E QUEL CHE È PEGGIO è che, secondo le previsioni, la siccità non darà tregua fino almeno a dicembre (ma più probabilmente fino all’inizio del prossimo anno), quando El Niño raggiungerà il picco, con conseguenze devastanti per la fauna e la flora sia acquatiche che terrestri. Se c’è insomma una regione in cui l’«ebollizione climatica» è attualmente più evidente, questa è proprio l’Amazzonia.

UNA CATASTROFE insieme ambientale, sociale ed economica. Nello stato di Rondônia, la centrale idroelettrica di Santo Antônio, la quarta più grande del paese, ha dovuto sospendere la sua attività – era successo solo un’altra volta – a causa della scarsa portata del fiume Madeira, inferiore del 50% rispetto alla media storica.

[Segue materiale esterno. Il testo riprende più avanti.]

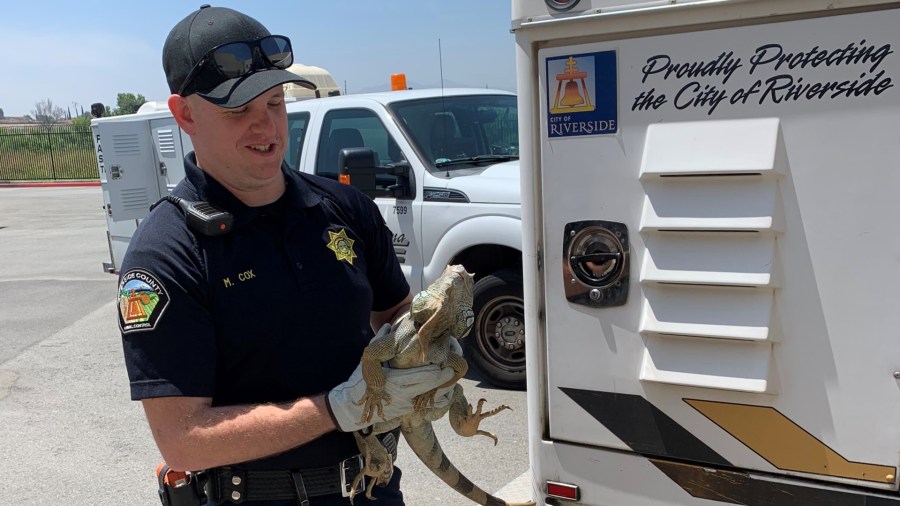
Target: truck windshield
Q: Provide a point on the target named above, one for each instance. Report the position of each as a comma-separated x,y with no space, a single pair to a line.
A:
462,130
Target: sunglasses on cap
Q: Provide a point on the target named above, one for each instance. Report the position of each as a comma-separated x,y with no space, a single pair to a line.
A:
237,59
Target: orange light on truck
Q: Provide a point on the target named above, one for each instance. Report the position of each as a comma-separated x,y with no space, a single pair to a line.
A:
562,491
398,82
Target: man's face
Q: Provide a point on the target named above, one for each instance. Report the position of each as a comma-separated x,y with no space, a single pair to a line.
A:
242,148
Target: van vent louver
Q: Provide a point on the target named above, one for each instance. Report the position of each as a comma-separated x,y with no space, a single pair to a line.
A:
166,140
126,144
710,224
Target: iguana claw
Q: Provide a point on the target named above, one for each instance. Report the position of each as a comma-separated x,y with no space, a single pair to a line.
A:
373,401
468,423
423,402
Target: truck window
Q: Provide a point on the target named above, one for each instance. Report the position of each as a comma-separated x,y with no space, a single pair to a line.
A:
297,123
448,129
354,128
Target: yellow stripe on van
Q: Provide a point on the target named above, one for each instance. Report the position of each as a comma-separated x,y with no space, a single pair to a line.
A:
784,444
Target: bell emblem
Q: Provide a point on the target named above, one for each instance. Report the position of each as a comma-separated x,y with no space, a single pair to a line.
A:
573,99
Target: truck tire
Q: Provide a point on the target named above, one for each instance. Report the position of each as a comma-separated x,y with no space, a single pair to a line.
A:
496,343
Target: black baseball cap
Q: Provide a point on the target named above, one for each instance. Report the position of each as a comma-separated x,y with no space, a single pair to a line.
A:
207,28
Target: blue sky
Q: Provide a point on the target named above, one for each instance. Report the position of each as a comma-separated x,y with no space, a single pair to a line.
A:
77,53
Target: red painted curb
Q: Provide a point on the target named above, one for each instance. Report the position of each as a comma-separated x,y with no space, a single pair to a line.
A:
47,184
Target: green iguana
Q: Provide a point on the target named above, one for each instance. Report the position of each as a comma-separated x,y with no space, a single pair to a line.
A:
426,335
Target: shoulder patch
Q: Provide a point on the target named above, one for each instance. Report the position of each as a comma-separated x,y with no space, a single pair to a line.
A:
142,301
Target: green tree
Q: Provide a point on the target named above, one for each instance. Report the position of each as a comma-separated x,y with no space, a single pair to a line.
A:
48,114
128,103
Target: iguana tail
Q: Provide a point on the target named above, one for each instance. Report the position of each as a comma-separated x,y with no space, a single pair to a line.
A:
423,441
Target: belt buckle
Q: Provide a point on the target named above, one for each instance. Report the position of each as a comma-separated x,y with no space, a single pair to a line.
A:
345,483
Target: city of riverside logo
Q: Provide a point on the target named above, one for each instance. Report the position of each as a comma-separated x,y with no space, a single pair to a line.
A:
142,301
582,94
342,246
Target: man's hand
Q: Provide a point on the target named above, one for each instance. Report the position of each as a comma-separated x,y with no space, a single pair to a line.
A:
401,385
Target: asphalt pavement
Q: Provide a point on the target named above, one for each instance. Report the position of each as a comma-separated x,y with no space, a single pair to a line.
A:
69,433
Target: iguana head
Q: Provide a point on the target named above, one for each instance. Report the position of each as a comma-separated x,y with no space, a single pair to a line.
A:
445,307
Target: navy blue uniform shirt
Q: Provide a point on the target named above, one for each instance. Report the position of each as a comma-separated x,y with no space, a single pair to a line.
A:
275,310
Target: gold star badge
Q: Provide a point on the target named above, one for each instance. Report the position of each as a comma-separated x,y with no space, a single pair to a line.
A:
341,245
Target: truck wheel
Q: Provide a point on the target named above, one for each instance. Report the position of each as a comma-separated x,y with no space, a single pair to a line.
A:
496,343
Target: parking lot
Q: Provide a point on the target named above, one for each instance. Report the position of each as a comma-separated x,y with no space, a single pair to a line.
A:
70,433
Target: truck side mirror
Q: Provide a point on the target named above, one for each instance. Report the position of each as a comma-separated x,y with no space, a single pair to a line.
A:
359,167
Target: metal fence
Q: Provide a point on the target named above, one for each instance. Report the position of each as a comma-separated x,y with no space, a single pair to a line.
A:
57,152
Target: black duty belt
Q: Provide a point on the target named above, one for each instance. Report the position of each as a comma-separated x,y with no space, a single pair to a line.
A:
238,485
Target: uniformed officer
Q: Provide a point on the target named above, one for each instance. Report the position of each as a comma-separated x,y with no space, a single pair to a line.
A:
240,345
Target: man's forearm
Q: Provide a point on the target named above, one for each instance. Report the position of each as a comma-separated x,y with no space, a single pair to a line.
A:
192,435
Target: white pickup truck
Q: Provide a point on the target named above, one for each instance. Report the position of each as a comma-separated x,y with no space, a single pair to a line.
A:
442,165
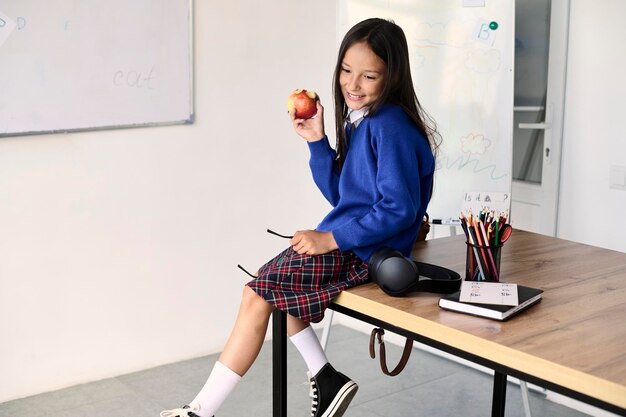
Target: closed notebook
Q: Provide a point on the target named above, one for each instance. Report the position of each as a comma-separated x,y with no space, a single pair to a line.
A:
527,297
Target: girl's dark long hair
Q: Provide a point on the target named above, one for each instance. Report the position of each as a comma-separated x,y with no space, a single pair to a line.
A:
388,42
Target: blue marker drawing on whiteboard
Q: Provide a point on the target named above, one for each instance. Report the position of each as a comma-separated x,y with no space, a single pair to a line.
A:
484,32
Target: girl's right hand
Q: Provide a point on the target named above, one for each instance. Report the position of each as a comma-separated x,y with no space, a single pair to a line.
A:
311,129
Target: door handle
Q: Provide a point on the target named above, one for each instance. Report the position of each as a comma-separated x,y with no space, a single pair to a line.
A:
534,125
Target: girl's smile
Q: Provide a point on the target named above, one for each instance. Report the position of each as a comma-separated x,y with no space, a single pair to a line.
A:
362,76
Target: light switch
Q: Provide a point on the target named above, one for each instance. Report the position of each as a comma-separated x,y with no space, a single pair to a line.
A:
473,3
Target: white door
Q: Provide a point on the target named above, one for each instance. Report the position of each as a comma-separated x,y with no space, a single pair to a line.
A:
541,28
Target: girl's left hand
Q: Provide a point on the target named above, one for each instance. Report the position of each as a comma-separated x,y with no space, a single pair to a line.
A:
311,129
312,242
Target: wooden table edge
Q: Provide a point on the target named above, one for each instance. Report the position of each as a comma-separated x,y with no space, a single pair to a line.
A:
601,389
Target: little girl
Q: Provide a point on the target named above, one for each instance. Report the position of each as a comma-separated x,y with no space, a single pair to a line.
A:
378,180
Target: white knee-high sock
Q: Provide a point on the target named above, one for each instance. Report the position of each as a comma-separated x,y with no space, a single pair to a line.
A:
309,346
219,385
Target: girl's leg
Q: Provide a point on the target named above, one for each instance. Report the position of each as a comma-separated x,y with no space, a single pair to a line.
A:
331,391
305,340
240,352
246,339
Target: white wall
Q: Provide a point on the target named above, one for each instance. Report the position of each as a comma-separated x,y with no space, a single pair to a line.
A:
594,135
119,248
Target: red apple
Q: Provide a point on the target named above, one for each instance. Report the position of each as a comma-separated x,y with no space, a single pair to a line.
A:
304,102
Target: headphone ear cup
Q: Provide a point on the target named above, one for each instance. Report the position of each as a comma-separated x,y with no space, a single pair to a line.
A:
377,259
393,273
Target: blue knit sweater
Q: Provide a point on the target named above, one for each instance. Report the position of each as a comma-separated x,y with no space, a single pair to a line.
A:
380,196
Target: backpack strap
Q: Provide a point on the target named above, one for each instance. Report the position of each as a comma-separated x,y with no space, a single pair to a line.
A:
378,333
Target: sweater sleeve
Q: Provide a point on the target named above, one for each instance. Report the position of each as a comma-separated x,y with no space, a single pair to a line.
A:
324,169
397,184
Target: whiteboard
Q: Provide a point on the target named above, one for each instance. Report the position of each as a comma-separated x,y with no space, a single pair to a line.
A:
462,67
89,64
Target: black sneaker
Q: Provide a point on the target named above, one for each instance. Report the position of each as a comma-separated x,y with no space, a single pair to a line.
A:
332,392
186,411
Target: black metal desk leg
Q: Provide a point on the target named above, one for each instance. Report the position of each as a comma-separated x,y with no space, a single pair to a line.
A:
279,363
499,394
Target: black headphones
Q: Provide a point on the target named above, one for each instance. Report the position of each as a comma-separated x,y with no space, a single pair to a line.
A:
397,275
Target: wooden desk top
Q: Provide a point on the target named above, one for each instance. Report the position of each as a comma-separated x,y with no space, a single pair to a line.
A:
575,337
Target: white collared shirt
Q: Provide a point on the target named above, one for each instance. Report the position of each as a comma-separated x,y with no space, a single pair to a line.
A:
355,116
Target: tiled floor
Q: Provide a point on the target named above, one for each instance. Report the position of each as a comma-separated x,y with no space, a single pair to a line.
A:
429,386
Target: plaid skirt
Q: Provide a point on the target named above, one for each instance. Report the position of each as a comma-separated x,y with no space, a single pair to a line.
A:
304,285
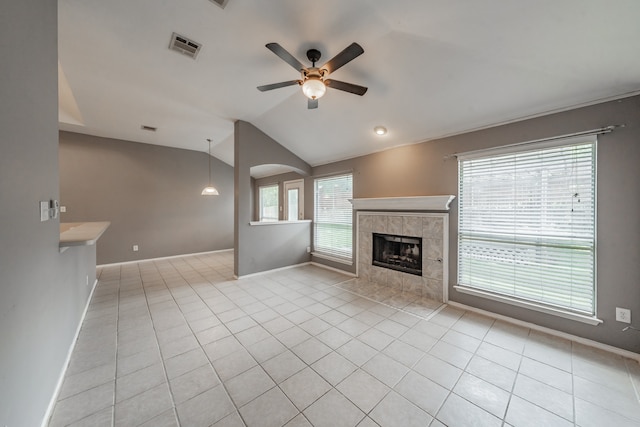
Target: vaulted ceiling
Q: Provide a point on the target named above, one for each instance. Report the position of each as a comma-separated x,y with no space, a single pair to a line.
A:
433,68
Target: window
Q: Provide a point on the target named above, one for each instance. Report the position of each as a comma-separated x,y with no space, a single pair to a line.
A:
527,225
269,203
333,217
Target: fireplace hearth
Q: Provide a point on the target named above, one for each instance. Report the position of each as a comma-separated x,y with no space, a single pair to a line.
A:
400,253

Ma la siccità ha colpito anche aree destinate all’agricoltura e all’allevamento in 79 municipi del Pará e di Roraima, mentre in 55 comuni su 62 dello stato di Amazonas è stato decretato dal 30 settembre scorso lo stato di emergenza.

E se centinaia di comunità che vivevano della pesca sostenibile di pirarucu e tambaqui hanno già perso la principale fonte di sostentamento, 35 grandi industrie di Manaus hanno mandato in ferie 17mila lavoratori fino al 4 novembre per via della bassa navigabilità dei fiumi amazzonici, che impedisce l’arrivo delle forniture necessarie. Si prevede, tuttavia, che saranno circa 500mila persone a rimanere senza accesso all’acqua potabile – le comunità indigene spesso usano la poca acqua di cui dispongono per spegnare gli incendi – come pure al cibo: non solo perché le grandi imbarcazioni impegnate a trasportare gli alimenti da Manaus all’interno dello stato non riescono più a navigare sul Solimões, ma anche perché la scarsità di risorse porta con sé l’aumento dei prezzi di vari beni di consumo.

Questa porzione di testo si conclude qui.